Marcella was lying on the sofa in the Mellor drawing-room. The February evening had just been shut out, but she had told William not to bring the lamps till they were rung for. Even the fire-light seemed more than she could bear. She was utterly exhausted both in body and mind; yet, as she lay there with shut eyes, and hands clasped under her cheek, a start went through her at every sound in the house, which showed that she was not resting, but listening. She had spent the morning in the Hurds' cottage, sitting by Mrs. Hurd and nursing the little boy. Minta Hurd, always delicate and consumptive, was now generally too ill from shock and misery to be anywhere but in her bed, and Willie was growing steadily weaker, though the child's spirit was such that he would insist on dressing, on hearing and knowing everything about his father, and on moving about the house as usual. Yet every movement of his wasted bones cost him the effort of a hero, and the dumb signs in him of longing for his father increased the general impression as of some patient creature driven by Nature to monstrous and disproportionate extremity.

The plight of this handful of human beings worked in Marcella like some fevering torture. She was wholly out of gear physically and morally. Another practically sleepless night, peopled with images of horror, had decreased her stock of sane self-control, already lessened by long conflict of feeling and the pressure of self-contempt. Now, as she lay listening for Aldous Raeburn's ring and step, she hardly knew whether to be angry with him for coming so late, or miserable that he should come at all. That there was a long score to settle between herself and him she knew well. Shame for an experience which seemed to her maiden sense indelible—both a weakness and a treachery—lay like a dull weight on heart and conscience. But she would not realise it, she would not act upon it. She shook the moral debate from her impatiently. Aldous should have his due all in good time—should have ample opportunity of deciding whether he would, after all, marry such a girl as she. Meanwhile his attitude with regard to the murder exasperated her. Yet, in some strange way it relieved her to be angry and sore with him—to have a grievance she could avow, and on which she made it a merit to dwell. His gentle, yet firm difference of opinion with her on the subject struck her as something new in him. It gave her a kind of fierce pleasure to fight it. He seemed somehow to be providing her with excuses—to be coming down to her level—to be equalling wrong with wrong.

The door handle turned. At last! She sprang up. But it was only William coming in with the evening post. Mrs. Boyce followed him. She took a quiet look at her daughter, and asked if her headache was better, and then sat down near her to some needlework. During these two days she had been unusually kind to Marcella. She had none of the little feminine arts of consolation. She was incapable of fussing, and she never caressed. But from the moment that Marcella had come home from the village that morning, a pale, hollow-eyed wreck, the mother had asserted her authority. She would not hear of the girl's crossing the threshold again; she had put her on the sofa and dosed her with sal-volatile. And Marcella was too exhausted to rebel. She had only stipulated that a note should be sent to Aldous, asking him to come on to Mellor with the news as soon as the verdict of the coroner's jury should be given. The jury had been sitting all day, and the verdict was expected in the evening.

Marcella turned over her letters till she came to one from a London firm which contained a number of cloth patterns. As she touched it she threw it aside with a sudden gesture of impatience, and sat upright.
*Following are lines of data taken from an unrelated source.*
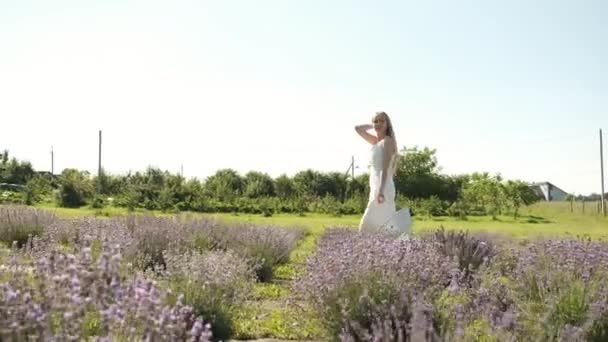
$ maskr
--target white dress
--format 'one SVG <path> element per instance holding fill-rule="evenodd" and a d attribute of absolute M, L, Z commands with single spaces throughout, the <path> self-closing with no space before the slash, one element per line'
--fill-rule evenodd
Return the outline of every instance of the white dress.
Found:
<path fill-rule="evenodd" d="M 388 167 L 384 184 L 384 202 L 378 202 L 378 192 L 382 183 L 382 163 L 384 160 L 384 142 L 382 139 L 372 146 L 370 156 L 369 199 L 367 208 L 361 218 L 359 230 L 376 231 L 395 214 L 395 183 L 393 181 L 394 159 Z"/>
<path fill-rule="evenodd" d="M 382 139 L 371 149 L 370 175 L 369 175 L 369 199 L 367 208 L 363 213 L 359 224 L 359 231 L 366 232 L 388 232 L 407 237 L 411 230 L 412 220 L 409 208 L 396 210 L 395 205 L 395 183 L 393 180 L 395 158 L 391 159 L 388 166 L 386 181 L 384 184 L 384 202 L 378 202 L 378 192 L 382 184 L 382 164 L 384 160 L 384 142 Z"/>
"Mamma! I have something to say to you."

"Yes, my dear."

"Mamma, the wedding must be put off!—it must!—for some weeks. I have been thinking about it while I have been lying here. How can I?—you can see for yourself. That miserable woman depends on me altogether. How can I spend my time on clothing and dressmakers? I feel as if I could think of nothing else—nothing else in the world—but her and her children." She spoke with difficulty, her voice high and strained. "The assizes may be held that very week—who knows?—the very day we are married."

She stopped, looking at her mother almost threateningly. Mrs. Boyce showed no sign of surprise. She put her work down.

"I had imagined you might say something of the kind," she said after a pause. "I don't know that, from your point of view, it is unreasonable. But, of course, you must understand that very few people will see it from your point of view. Aldous Raeburn may—you must know best. But his people certainly won't; and your father will think it—"

"Madness," she was going to say, but with her usual instinct for the moderate fastidious word she corrected it to "foolish."